El sol justiciero del mediodía aletarga ahora todo movimiento. Observo como en ese espacio descrito, todo ocurre con cadenciosos movimientos corporales; donde uno se alimenta, se distrae; donde transcurre el día, lo hace también su desidia; donde se conversa, en ocasiones también se rebela; donde se adormece, se mimetiza el cuerpo con el lugar.


Cuando un extraño irrumpe en sus espacios estabulados, entonces se desorganiza “la manada”. Aparece la espontaneidad, el deseo de hablar, tocar o incluso abrazar. La anulación del individuo y su cosificación desencadenará su rebelión o su mansedumbre, el que se aferra a lo primero, se vuelve un inadaptado y de ahí vendrán los castigos. Algunos castigos son de trato pueril, oscilan entre quedarse sin fumar, sin postre, o sin pan; otros son crueles, como el uso durante horas o días de la contención mecánica. Se escuchan voces que desatan la curiosidad. Llega la hora del relevo, del descanso para unos y del cumplimiento del orden establecido para otros.

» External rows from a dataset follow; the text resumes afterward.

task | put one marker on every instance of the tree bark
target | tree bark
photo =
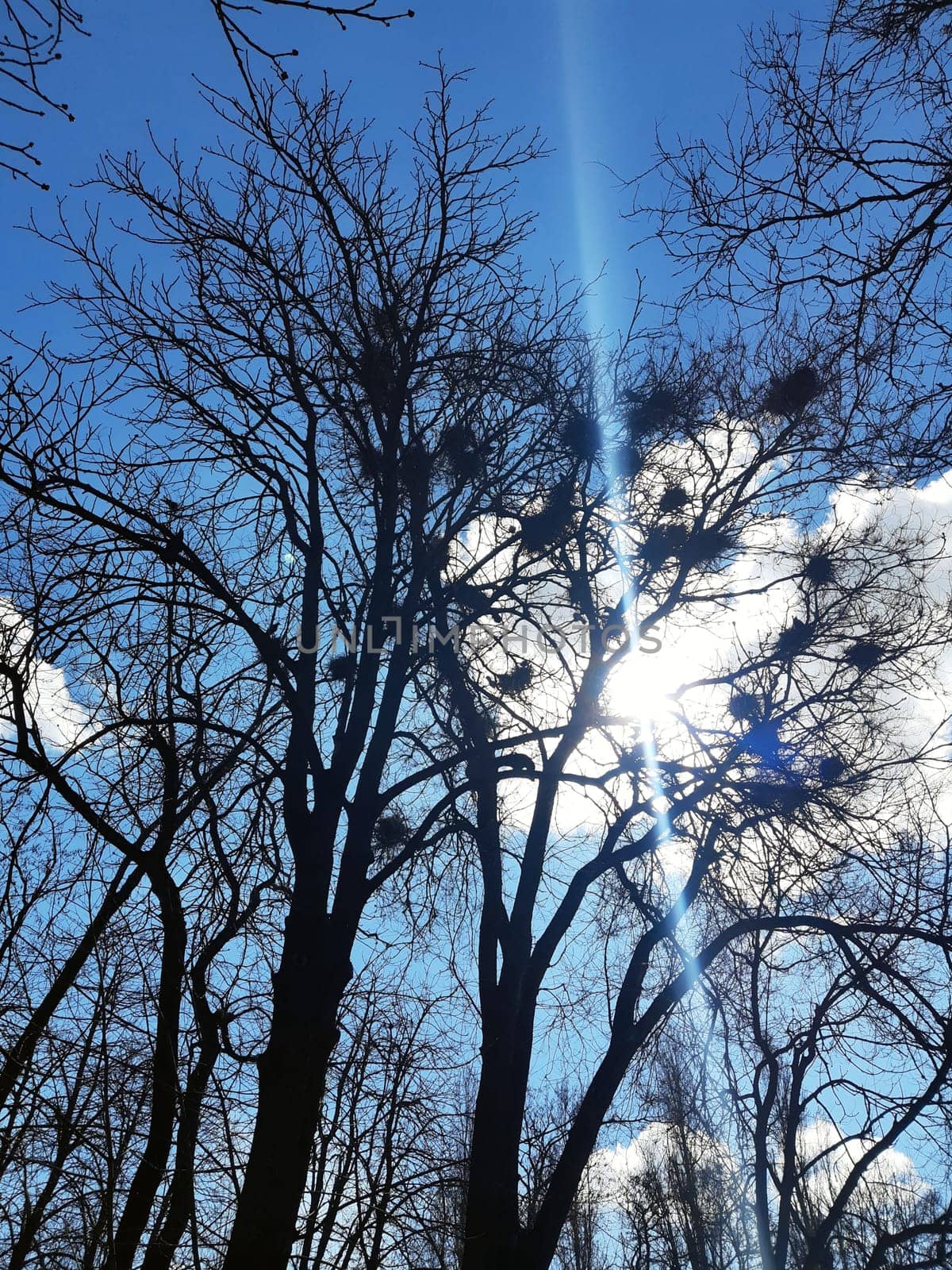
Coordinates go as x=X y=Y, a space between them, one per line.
x=309 y=987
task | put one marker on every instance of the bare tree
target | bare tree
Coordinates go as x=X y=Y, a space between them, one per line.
x=829 y=196
x=344 y=378
x=33 y=32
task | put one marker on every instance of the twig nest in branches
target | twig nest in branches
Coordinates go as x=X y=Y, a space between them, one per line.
x=776 y=798
x=460 y=451
x=517 y=681
x=865 y=654
x=673 y=499
x=662 y=543
x=708 y=545
x=819 y=571
x=651 y=412
x=582 y=435
x=438 y=554
x=550 y=526
x=793 y=393
x=746 y=708
x=516 y=762
x=342 y=668
x=795 y=639
x=390 y=831
x=831 y=768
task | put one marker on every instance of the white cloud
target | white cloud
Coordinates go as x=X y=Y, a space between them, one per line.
x=48 y=705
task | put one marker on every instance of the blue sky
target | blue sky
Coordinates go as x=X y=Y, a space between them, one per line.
x=594 y=75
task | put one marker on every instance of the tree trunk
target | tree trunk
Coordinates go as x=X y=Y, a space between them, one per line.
x=165 y=1077
x=309 y=987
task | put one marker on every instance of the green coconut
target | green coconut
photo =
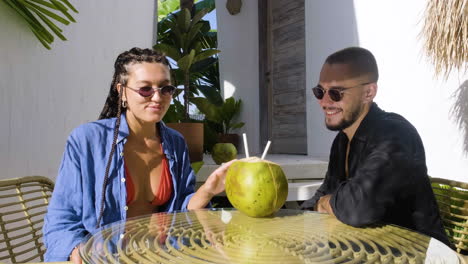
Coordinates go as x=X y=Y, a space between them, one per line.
x=223 y=152
x=257 y=188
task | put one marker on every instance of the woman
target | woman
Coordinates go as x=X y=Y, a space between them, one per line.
x=126 y=164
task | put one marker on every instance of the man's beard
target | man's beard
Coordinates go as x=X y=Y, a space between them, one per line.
x=346 y=122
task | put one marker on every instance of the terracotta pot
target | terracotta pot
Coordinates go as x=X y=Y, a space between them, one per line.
x=229 y=138
x=193 y=134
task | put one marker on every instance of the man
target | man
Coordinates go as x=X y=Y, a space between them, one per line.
x=377 y=171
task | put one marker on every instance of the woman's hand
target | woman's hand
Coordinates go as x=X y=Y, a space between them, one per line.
x=213 y=185
x=75 y=256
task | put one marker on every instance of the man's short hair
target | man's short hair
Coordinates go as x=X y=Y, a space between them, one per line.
x=362 y=61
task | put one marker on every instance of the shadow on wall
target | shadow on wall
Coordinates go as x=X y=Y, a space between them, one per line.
x=460 y=112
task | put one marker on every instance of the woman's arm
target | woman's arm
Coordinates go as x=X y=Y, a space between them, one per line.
x=63 y=229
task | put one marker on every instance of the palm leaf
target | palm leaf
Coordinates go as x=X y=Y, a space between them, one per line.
x=39 y=14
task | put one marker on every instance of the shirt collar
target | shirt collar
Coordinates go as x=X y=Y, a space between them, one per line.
x=123 y=129
x=367 y=123
x=124 y=132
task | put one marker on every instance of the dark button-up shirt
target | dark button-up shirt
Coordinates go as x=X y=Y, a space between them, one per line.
x=387 y=177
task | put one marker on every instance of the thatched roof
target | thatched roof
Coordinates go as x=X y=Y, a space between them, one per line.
x=445 y=33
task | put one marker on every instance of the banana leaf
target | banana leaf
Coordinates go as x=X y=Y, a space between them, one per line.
x=39 y=15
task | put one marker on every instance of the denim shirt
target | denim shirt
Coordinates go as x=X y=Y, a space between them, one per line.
x=75 y=203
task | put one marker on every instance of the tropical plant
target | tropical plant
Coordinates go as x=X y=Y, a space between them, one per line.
x=39 y=14
x=223 y=115
x=165 y=7
x=183 y=39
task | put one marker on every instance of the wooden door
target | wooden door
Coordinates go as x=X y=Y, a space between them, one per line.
x=282 y=75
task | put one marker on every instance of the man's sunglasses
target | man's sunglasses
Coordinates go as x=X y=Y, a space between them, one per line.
x=335 y=93
x=149 y=91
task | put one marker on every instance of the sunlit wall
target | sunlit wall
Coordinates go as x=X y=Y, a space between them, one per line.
x=45 y=94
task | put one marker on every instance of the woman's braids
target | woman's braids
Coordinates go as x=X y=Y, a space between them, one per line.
x=113 y=106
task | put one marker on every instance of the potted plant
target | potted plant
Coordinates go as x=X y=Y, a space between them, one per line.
x=222 y=117
x=183 y=39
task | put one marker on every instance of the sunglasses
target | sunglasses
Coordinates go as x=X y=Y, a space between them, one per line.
x=149 y=91
x=335 y=93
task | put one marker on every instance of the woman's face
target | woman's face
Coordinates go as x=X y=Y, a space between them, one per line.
x=147 y=109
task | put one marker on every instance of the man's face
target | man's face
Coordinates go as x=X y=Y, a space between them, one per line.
x=341 y=114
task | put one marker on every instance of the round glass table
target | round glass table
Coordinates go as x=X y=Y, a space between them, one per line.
x=228 y=236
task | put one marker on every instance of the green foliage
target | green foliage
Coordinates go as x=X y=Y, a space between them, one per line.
x=165 y=7
x=185 y=40
x=223 y=115
x=40 y=16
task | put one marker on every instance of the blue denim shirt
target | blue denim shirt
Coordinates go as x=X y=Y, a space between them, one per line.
x=75 y=203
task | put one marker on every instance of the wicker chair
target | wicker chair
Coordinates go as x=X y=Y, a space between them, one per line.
x=452 y=198
x=23 y=203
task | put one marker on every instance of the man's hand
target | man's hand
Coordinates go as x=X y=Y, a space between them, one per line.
x=213 y=185
x=323 y=205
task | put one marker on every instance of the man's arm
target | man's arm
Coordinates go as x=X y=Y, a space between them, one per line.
x=322 y=190
x=365 y=197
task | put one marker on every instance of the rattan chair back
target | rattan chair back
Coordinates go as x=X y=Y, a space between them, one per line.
x=452 y=198
x=23 y=204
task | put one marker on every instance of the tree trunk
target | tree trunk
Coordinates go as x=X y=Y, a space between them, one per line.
x=186 y=95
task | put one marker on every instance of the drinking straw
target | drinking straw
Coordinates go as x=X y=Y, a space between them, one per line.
x=246 y=146
x=266 y=149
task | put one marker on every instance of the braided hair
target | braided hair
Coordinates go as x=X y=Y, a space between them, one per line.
x=113 y=106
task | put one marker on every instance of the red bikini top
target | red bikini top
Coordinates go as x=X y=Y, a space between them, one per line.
x=164 y=191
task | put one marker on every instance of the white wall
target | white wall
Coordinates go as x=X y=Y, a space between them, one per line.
x=238 y=65
x=45 y=94
x=407 y=85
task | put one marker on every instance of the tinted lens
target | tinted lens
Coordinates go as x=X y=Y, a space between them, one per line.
x=334 y=94
x=146 y=91
x=318 y=92
x=167 y=90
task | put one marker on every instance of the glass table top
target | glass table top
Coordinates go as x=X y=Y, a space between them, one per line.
x=228 y=236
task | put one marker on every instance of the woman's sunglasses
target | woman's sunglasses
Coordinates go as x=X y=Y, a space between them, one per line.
x=335 y=93
x=149 y=91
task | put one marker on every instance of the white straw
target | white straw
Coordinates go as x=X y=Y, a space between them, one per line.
x=266 y=149
x=246 y=146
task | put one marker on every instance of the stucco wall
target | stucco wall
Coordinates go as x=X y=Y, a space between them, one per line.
x=407 y=85
x=45 y=94
x=238 y=65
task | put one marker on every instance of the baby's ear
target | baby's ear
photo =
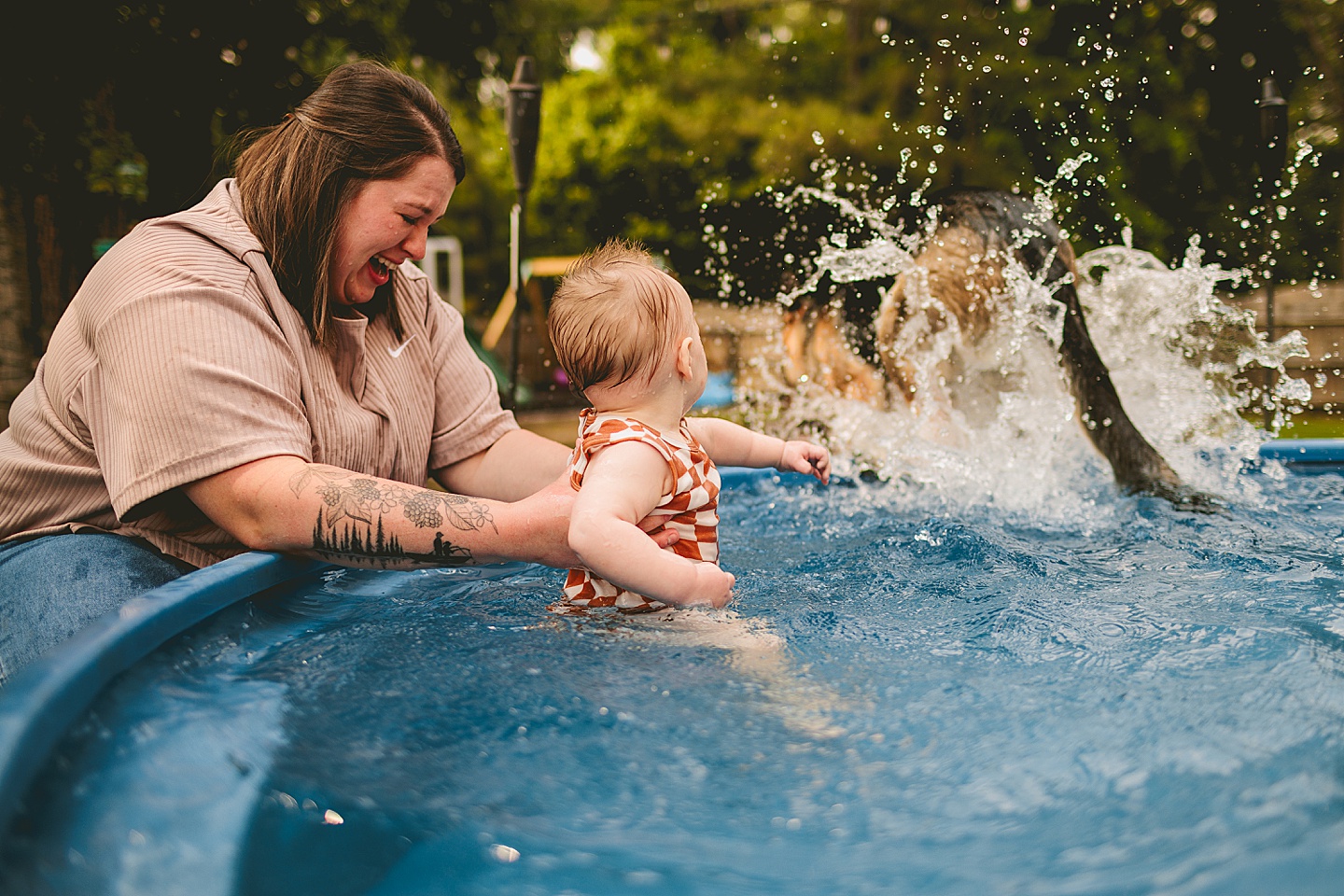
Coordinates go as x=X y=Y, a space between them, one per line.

En el ínfimo jardín revolotean felizmente mágicas y bellas mariposas en completa armonía con los cánticos de pequeñas aves. Los recluidos inclinan ahora sus cabezas con la llegada del adormecedor sueño, es como si esperasen a que un justiciero decidiese poner fin a su olvido. Observo como sus cuerpos ahora adormecidos permiten que sus deseos se escapen desde los límites de lo molesto hacia ninguna parte, sin duda mejor.


Algunos guardianes del amo son sometidos, la precariedad laboral acaba subyugando. Otros sin embargo disfrutan del orden establecido, los hay que mirarán para otro lado y los que actuarán como auténticos necios y mercenarios.


Una alocada ardilla hace su presencia en las proximidades del espacio recluido, tras su fugaz bajada de pino, frena ante la valla que lo delimita todo. Inmóvil observa. El reflejo de sus pequeños ojos actúa como una ventana que recoge el testimonio de lo que separa la naturaleza viva de la que no lo es.


La dignidad precisa de mínimos que no pasan por reducir espacios, movimientos o necesidades.


Hoy la brisa y el calor reinante son, sin duda, lo mejor del lugar.